The EU estimates the diamond sector to be worth around $4.5 billion each year to Moscow.

The new round of sanctions also obliges EU companies to prohibit in their contracts the export of certain goods so buyers can’t sell them on to Russia, particularly “sensitive goods and technology” that could be used by the Russian armed forces in Ukraine.

Additional chemicals, lithium batteries, thermostats, certain electric motors that could be used in the manufacture of drones, and some machine tools and parts have been put on the EU’s list of restricted items banned for export to Russia.

Imports into the EU of some goods that generate significant revenue for Russia also were tightened, including on copper and aluminum wire, foil, quantities of tubes and pipes above a certain limit, and restrictions on liquefied propane.

The EU also added 29 more “entities” – often organizations, agencies, companies or banks – alleged to be supporting Russia’s military and industrial complex in the war against Ukraine.
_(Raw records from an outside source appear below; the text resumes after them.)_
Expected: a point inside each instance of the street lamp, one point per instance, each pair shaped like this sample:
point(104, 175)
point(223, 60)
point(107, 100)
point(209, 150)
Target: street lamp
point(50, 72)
The entities and people whose assets have been frozen were not immediately named.

The sanctions were expected to be published in the EU’s official journal shortly, which allows for them to formally enter force.

The 27 EU countries will now consider imposing sanctions against people who benefit from the seizure of European assets or parts of companies in Russia. The member states will also come under tighter control to ensure they are actively tracing the assets of people targeted for sanctions.